In the first week of April, the cherry blossom tree outside Florence’s window bloomed, and she finally met one of Helen’s neighbors. She had taken to walking in the woods behind the house most evenings before dinner. Despite covering only a couple dozen acres, these woods felt limitless to her. Every time she crossed the threshold from the grassy, dusk-lit field into the darkened wood she got a flutter of foreboding. Deeper inside, she sometimes wondered if she’d ever find her way out. But she loved being in there, completely alone, encountering the same landscape an eighteenth-century settler might have seen. She’d once come across a Cheetos wrapper in the dirt and felt as startled and dismayed as if it had been a dead body.

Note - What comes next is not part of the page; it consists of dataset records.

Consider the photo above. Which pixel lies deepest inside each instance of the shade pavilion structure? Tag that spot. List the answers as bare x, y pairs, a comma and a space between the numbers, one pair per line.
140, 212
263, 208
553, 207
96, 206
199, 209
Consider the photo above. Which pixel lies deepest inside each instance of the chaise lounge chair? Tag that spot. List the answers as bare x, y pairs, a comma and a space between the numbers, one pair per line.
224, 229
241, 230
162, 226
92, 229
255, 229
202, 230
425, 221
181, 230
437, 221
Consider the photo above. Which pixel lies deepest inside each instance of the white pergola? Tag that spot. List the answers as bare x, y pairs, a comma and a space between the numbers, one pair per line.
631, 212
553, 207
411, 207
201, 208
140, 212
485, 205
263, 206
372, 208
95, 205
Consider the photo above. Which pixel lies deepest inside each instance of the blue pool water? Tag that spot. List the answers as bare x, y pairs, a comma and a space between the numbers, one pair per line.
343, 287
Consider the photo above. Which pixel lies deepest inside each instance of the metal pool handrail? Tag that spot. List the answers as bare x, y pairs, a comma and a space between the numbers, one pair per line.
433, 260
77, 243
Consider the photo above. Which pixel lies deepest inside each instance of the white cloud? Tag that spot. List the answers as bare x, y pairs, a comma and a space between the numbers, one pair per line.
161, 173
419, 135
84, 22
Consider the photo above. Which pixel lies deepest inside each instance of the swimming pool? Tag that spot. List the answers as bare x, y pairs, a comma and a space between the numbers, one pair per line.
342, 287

Her life in Florida had always felt claustrophobic. The small apartment. The dingy classrooms. Even the places that must have once, centuries ago, offered a sense of expansiveness were ruined now. The harbor clogged with boats, the beaches strewn with bodies.
New York had been even worse.
The only place she had ever gotten a sense of the world’s beauty and magnitude was in books. She’d been obsessed with The Lord of the Rings in middle school. She’d loved escaping into a universe entirely unlike her own. It was part of what made her want to be a writer. She wanted to hold that immensity in her hand. To mold entire worlds according to her vision.
On that chilly April evening, during her regular stroll, she sensed a rustling behind her in the woods. She paused to listen more closely. At first she heard only the sound of her own heavy breathing, but then another set of ragged breaths joined in, followed by the pounding of footsteps getting louder. She told herself to run, or hide, but she couldn’t move. It was like one of those dreams where something is coming after you but you’re frozen in place, helpless to change your fate. She was terrified.
Just then a bush in front of her parted, and a yellow blur shot out, coming right for her. She put her hands up in front of her, and a low, involuntary whimper escaped her throat.
It was a golden retriever.
He loped toward her excitedly, his wagging backside pulling him off course every few steps. He shoved his snout gleefully into her crotch. His tail swooshed back and forth in broad strokes, picking up leaves and twigs from the ground.